4.bölüm: o mu

112 22 15
                                    

Rüyamda o adamı gördüm Meriç beyi karanlık bir odadaydı. Bende içeri girip ışığı açtım birden arkamdan bir kız geldi ve "baba" diye bağırarak ona sarıldı.

O da hemen kollarını açıp onu sardı. Ben şaşkın gözlerle onlara bakarken küçük kız bana bakıp "Anne sende gelsene." Diye seslendi birden.

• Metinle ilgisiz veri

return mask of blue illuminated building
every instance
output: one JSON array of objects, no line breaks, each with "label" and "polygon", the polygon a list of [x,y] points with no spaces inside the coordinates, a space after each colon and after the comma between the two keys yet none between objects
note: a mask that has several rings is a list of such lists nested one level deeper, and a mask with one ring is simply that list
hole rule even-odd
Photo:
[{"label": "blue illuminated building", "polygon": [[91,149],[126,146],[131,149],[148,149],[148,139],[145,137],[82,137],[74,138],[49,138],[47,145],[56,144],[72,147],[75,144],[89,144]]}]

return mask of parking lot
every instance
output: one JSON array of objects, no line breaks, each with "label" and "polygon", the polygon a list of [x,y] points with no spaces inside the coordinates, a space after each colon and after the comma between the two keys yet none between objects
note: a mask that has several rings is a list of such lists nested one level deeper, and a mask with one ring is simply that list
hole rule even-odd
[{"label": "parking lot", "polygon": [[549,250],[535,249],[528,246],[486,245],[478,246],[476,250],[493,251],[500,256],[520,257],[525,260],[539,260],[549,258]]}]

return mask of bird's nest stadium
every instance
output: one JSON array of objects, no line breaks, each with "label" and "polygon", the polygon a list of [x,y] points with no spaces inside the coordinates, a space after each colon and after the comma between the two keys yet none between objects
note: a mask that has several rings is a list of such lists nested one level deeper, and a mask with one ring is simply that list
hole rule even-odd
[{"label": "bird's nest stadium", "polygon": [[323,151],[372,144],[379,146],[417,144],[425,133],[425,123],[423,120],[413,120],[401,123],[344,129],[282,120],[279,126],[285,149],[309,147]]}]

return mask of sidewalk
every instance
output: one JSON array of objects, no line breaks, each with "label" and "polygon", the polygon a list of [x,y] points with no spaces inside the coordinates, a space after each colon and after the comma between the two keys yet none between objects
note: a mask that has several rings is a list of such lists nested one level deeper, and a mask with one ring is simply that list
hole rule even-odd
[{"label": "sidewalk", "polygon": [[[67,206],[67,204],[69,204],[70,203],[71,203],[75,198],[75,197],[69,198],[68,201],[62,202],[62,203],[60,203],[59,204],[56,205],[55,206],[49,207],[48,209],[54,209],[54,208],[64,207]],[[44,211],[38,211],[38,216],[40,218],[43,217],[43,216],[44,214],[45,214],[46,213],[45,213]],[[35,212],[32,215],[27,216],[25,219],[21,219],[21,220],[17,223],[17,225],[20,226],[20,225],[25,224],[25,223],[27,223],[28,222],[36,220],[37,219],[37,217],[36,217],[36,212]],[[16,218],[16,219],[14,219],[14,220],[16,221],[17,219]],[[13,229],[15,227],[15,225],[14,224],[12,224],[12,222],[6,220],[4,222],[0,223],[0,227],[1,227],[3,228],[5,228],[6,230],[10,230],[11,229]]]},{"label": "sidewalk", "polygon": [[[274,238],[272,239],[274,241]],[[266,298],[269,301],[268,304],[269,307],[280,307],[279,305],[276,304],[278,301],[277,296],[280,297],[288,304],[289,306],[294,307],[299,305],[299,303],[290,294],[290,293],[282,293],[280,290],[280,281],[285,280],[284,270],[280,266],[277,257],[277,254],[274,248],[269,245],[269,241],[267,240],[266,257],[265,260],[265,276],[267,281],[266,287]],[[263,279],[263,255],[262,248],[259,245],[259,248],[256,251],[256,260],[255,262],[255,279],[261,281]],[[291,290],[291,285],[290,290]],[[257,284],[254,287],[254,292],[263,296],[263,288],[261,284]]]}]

Ben etrafıma şaşkınca bakakalmıştım. Kızın kimden bahsettiğini anlamam bayağı zamanımı aldı. Tekrar seslendiğinde anca anlamıştım. Fakat iyi de benim kızım yok ki.

Hemen yanıma koşup elimden tutarak Meriç beyin yanına çekiştirdi. Bense şaşkın gözlerle Meriç beye bakıyordum.
" Gelmene sevindim hayatım."

Deyip belimden tutarak kollarıyla sardı. Sonra anlımdan öptü. Ben bu şaşkınlıkla onu izlerken o da bu halime sırıttı.

Gözlerime ışık geldiğinde irkildim, hızla etrafımı kolacan ettikten sonra rahat bir nefes alabilmiştim. Hepsi meğer bir rüyaydı. Ama çok gerçekçiydi. Bir o kadar da saçma.

Bir süre sonra kendime gelirken anca ayağa kalkabildim. Balkon tarafında gökyüzünü izlemeye başladım. Sabahın serin havası yüzüme vurdukça rahatlıyordum ama gördüğüm rüya bir türlü aklımdan çıkmıyordu. Meriç bey ile ben ne alaka! Üstelik ondan bu kadar çok korkuyorken.

Bu düşünceyle, bıkkınca bir süre balkonda kaldıktan sonra herkesin yavaş yavaş uyanmaya başladığını fark ettim. Ben ise çok önceden hazır haldeydim. Bu yüzden erkekler giyinmeye başlar başlamaz ben de hemen aşaği inip onları bekledim. O sırada ikinci patron dedikleri kişi yanımdan geçerken beni fark etmişti. Bu yüzden duraksayarak bir süre sonra bana doğru yürümeye başladı. Yutkunarak ona bakarken o ise karşımda durarak elleri arkada bağlı bir şekilde şüpheyle göz süzdü.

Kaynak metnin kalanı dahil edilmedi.